Pada 2014, perekonomian Indonesia dinilai mulai terlepas
dari turbulensi pasar keuangan global. Di tengah isu pengurangan stimulus
moneter AS, pada akhir Februari tahun lalu, nilai tukar rupiah menguat lebih
dari tiga persen, penguatan tertinggi dibanding
kurs negara-negara emerging market.
Padahal setahun sebelum itu, badai keuangan yang memukul pasar negara
berkembang, memasukkan Indonesia ke dalam kelompok Fragile Five bersama Brazil, India, Turki, dan Afrika Selatan.

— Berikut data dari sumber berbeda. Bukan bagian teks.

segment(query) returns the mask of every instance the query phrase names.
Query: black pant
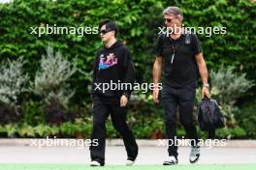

Nilai
tukar rupiah melemah dari Rp9.600-an pada awal 2013, tersungkur di level Rp12.200
per dollar AS pada Desember.
Kondisinya seperti berulang di saat rupiah terjerembap atas
dollar AS dan tidak kunjung menguat sejak awal tahun 2015. Bahkan kurs rupiah
mencapai titik terendahnya dalam kurun waktu 17 tahun terakhir ketika menyentuh
level Rp13.220 per dollar AS pada pertengahan bulan lalu. Sementara itu, jika
dibandingkan dengan posisinya pada awal Januari tahun, pada 19 Maret, nilai
tukar rupih telah terdepresiasi lebih dari 4 persen. Pelemahan rupiah terus
terjadi meski banyak dana-dana asing mengalir masuk ke pasar keuangan. Lihat
saja Indeks Harga Saham Gabungan yang terus mencatatkan rekor tertinggi
didorong oleh aksi beli investor asing. Pada Januari, indeks masih berada di
level 5.200-an dan pada pertengahan bulan lalu angkanya meningkat menjadi
5.453. Triliunan dana asing dinilai menjadi faktor pendorong naiknya indeks,
namun tidak pada nilai tukar rupiah.
Hal itu tentu menimbulkan keheranan, karena biasanya dana
asing yang masuk akan memperkuat rupiah. Tak kurang dari Deputi Gubernur Senior
Bank Indonesia Mirza Adityaswara yang heran dengan kondisi tersebut. Menurut
dia depresiasi nilai tukar saat ini sudah berlebihan dan membawa rupiah di
bawah level fundamentalnya (under value)
karena ditekan sentimen eksternal dan internal. “Kalau ditanya apakah
pelemahannya sudah under value,
memang iya. Mata uang kita melemahnya sebenarnya sudah berlebihan," ujar
dia.
Mirza menjelaskan, faktor eksternal yang membuat rupiah
terdepresiasi adalah rencana kenaikan suku bunga oleh Bank Sentral Amerika Serikat
tahun ini. Stimulus moneter sebesar 20 persen dari PDB Amerika akan ditarik
perlahan oleh bank sentral AS itu dengan menaikkan suku bunga.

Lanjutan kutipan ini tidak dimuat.